In the PLA’s strategic thought reflected in their pamphlet ‘Science of Military Strategy’, the ability to control and exploit space, serves for both force enhancement and as a deterrent factor1. Therefore, establishing space dominance (zhitianquan) is an essential enabler for information dominance (zhixinxiquan) – a key pre-requisite for fighting wars under informationised conditions. This alludes to China’s intentions of using Space as a new war fighting domain.

China’s Space Architecture

China’s space architecture comprises launch centers, Telemetry, Tracking and Control (TT&C) centers and launch vehicles. These have been discussed in the succeeding paragraphs.

Launch Centres

China has four launch centres as under:-.

Jiuquan Launch Centre: Situated at the southern edge of Gobi desert in Kansu province, the Jiuquan Satellite Launch Centre is also known as Base 20. The facility has three launch pads and can place satellites in the Low Earth Orbit (LEO)4. From Jiuquan, China launches most of its Intelligence, Surveillance and Reconnaissance (ISR) satellites and spacecraft involved in human space flight missions. It has also been developed for testing of surface to air and surface to surface ballistic missiles.

Taiyuan Launch Centre: Also known as Base 25, this site is in Shanxi Province, Kelan County. From Taiyuan, China primarily launches meteorological, resource sensing and scientific satellites in LEO. The site has one launch pad. It has also been developed as a missile testing site.

Xichang Launch Centre: Also known as Base 27, the Xichang Satellite Launch Centre is located in Sichuan province of southern territory of China. Used primarily for launching satellites in Geosynchronous Earth Orbit (GEO)6, the centre has to its credit launch of some of the most prestigious missions like lunar orbiting probe and the DF-21 Anti-Satellite (ASAT) test conducted in 2007. From Xichang, China primarily launches commercial and communication satellites.

Wenchang Launch Centre: It is located on Hainan Island. It is used to launch heavy satellites and modules for the manned space programme. The launch centre’s closer proximity to the equator can increase launch payloads by 10-15 percent.

Telemetry, Tracking and Control (TT&C) Centres

The TT&C Centres not only control and monitor China’s satellites, but also enable China to track and target adversary’s satellites. Such a capability can greatly augment China’s ASAT operations in a conflict. TT&C operations are conducted primarily by two TT&C centers. These are Xian Satellite Monitoring and Control Centre (XSCC) and the Beijing Aerospace Command and Control Centre (BACC). Details are as under:-

XSCC, also known as Base 26 is a satellite control facility located at Weinan near Xian. It exercises command over geographically distributed stations which carry out TT&C tasks for satellites in LEO, GEO and experimental orbits. It also controls three land based mobile TT&C stations.

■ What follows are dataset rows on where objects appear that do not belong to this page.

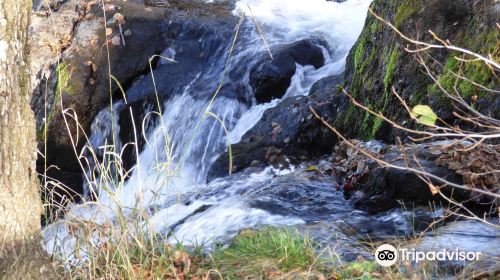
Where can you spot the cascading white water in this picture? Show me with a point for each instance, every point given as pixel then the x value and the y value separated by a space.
pixel 175 161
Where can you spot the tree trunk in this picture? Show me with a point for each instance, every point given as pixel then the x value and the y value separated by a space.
pixel 20 205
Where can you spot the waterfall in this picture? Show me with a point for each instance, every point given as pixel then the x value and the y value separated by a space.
pixel 171 170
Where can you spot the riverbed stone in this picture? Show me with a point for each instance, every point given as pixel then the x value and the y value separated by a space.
pixel 271 77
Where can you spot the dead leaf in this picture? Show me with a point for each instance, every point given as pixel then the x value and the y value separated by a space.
pixel 120 18
pixel 116 41
pixel 109 7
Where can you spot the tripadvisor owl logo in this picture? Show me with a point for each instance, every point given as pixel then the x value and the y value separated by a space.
pixel 386 255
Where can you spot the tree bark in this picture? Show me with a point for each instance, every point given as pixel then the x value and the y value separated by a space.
pixel 20 204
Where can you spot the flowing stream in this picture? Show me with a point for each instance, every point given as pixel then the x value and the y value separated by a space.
pixel 169 177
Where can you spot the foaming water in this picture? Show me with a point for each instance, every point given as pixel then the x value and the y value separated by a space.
pixel 171 170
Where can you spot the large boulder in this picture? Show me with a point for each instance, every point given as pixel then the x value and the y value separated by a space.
pixel 378 62
pixel 286 133
pixel 270 78
pixel 79 81
pixel 376 188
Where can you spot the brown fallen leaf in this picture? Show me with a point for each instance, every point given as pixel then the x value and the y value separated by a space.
pixel 116 41
pixel 120 18
pixel 434 189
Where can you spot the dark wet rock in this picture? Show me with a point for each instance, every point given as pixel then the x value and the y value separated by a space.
pixel 287 131
pixel 328 84
pixel 377 189
pixel 84 87
pixel 271 77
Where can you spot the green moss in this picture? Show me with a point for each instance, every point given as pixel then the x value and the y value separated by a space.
pixel 391 67
pixel 63 75
pixel 359 51
pixel 359 271
pixel 405 10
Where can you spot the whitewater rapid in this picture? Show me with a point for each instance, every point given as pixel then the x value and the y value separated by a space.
pixel 177 190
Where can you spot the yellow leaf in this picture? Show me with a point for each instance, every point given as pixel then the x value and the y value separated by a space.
pixel 434 189
pixel 424 115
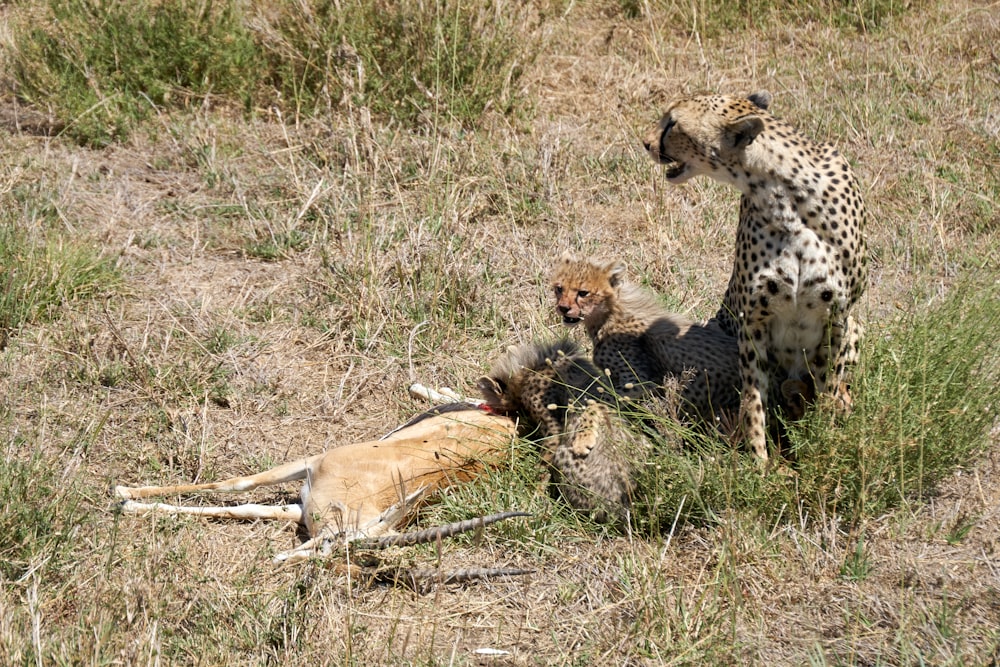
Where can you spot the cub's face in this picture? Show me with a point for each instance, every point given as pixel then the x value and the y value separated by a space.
pixel 582 288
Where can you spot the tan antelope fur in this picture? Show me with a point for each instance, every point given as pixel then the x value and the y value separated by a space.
pixel 360 490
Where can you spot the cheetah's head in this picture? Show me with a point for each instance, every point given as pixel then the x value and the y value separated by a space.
pixel 583 288
pixel 705 134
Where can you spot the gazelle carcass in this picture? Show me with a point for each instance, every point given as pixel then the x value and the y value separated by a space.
pixel 360 493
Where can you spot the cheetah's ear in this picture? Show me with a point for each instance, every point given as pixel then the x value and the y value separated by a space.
pixel 761 98
pixel 740 133
pixel 616 273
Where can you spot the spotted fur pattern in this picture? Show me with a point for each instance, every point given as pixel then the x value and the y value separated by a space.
pixel 800 263
pixel 558 395
pixel 641 345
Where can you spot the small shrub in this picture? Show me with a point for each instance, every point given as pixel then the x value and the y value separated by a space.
pixel 103 65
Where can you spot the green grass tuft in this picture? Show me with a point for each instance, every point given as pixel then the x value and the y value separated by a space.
pixel 36 279
pixel 102 66
pixel 924 404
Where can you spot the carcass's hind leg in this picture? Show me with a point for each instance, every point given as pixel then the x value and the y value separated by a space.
pixel 288 472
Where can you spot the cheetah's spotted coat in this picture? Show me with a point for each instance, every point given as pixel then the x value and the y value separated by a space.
pixel 800 262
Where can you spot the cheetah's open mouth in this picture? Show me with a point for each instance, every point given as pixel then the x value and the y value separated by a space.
pixel 672 168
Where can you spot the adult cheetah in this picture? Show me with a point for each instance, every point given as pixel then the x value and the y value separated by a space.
pixel 800 262
pixel 592 451
pixel 642 345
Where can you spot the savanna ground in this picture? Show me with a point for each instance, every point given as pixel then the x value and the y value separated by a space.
pixel 208 282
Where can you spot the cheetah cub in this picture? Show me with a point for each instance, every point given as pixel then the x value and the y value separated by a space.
pixel 800 264
pixel 592 451
pixel 641 345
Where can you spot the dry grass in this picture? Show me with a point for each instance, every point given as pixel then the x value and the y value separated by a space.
pixel 282 285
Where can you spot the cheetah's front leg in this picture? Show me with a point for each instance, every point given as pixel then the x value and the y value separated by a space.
pixel 753 407
pixel 841 353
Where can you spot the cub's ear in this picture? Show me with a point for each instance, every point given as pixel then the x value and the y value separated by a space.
pixel 493 391
pixel 567 257
pixel 616 273
pixel 740 133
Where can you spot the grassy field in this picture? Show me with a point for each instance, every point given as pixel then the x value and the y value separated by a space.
pixel 213 259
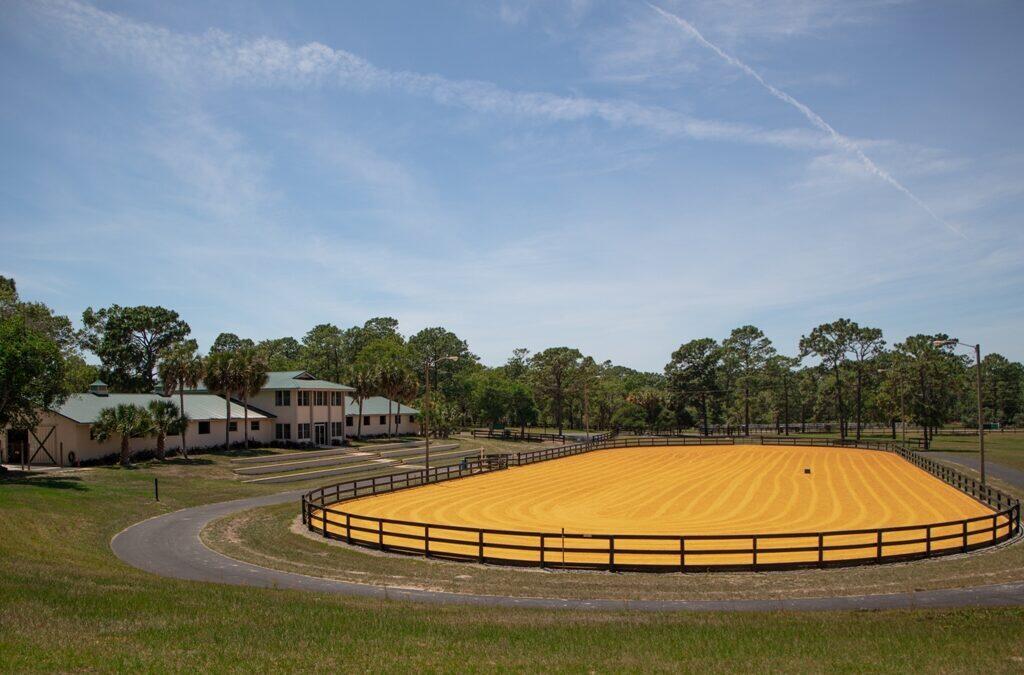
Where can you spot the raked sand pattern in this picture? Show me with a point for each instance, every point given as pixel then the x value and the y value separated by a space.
pixel 680 492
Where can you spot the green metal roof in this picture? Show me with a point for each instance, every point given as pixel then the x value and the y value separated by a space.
pixel 84 408
pixel 292 380
pixel 300 380
pixel 377 406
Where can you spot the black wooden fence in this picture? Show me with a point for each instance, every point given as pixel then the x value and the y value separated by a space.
pixel 322 513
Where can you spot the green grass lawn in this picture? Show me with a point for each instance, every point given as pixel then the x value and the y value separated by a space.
pixel 67 603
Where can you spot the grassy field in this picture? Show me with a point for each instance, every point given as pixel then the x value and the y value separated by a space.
pixel 67 603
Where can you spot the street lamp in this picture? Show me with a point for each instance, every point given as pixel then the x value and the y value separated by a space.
pixel 902 408
pixel 427 365
pixel 981 415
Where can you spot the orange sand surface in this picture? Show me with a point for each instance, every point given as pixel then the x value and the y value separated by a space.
pixel 677 491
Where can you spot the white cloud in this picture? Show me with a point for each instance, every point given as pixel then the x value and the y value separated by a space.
pixel 839 139
pixel 221 58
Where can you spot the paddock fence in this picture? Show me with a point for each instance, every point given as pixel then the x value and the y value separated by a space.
pixel 324 512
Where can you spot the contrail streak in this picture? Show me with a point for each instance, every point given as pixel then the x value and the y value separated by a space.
pixel 811 116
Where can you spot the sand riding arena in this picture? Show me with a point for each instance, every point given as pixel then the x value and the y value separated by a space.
pixel 674 504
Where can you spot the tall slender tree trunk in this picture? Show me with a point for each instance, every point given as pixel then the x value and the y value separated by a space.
pixel 785 406
pixel 747 409
pixel 704 410
pixel 245 402
pixel 839 403
pixel 925 417
pixel 860 376
pixel 181 412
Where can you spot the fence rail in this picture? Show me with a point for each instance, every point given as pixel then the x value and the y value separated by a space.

BACC acts as the nerve centre for space flight testing and manned space flight missions. It is also responsible for TT&C of Shenzou missions. It exercises control over various TT&C stations located inland and abroad. It also controls the four Yuanwang TT&C ships in the Sea of Japan (YW-1), southern tip of South America (YW-2), Atlantic Ocean (YW-3) and Indian Ocean off Australia (YW-4).

Launch Vehicles

China has developed a wide array of launch vehicles to launch satellites in various orbits like LEO and GEO. Based on Dong Feng intercontinental ballistic missile are the Long March (LM)-2C and LM-2D rockets, which remain China’s most commonly used launch vehicles for launches in LEO. The LM-2D and LM-2F are used to place light and medium satellites in GTO. The LM-2F is also used to launch heavy satellites in LEO. It has been used to launch the Shenzhou spacecrafts. The LM-2G has been used to launch unmanned modules of Tiangong-1 and Tiangong-2 space laboratories. The LM-3 series is used to launch medium and heavy satellites in Geostationary Transfer Orbit (GTO). The LM-4B and 4C provide for medium lift capability to China in LEO. In the LEO, China can lift 25 tons of payload with LM-5B and 13 tons with LM-7. In the GTO, the LM-5 can carry a payload of 14 tons. The LM-11, which made its maiden flight on 25 September 201514 is expected to be China’s largest solid-fuelled rocket and will enhance China’s Launch on Demand (LoD) capability during conflicts. China has also been developing ‘Kuaizhou’ (Quick Vessel) series of launch vehicles, based on DF-2115 missile. Similar to LM-11, the Kuaizhou also provides China the LoD capability. To this effect, China launched Kuaizhou-1 (KZ-1) in September 2013.16 China currently can launch a maximum payload of 25 tons in LEO and 14 tons in GTO. All launch vehicles of China are designated as ‘Long March’ and prefixed with the letters LM / CZ (in Mandarin).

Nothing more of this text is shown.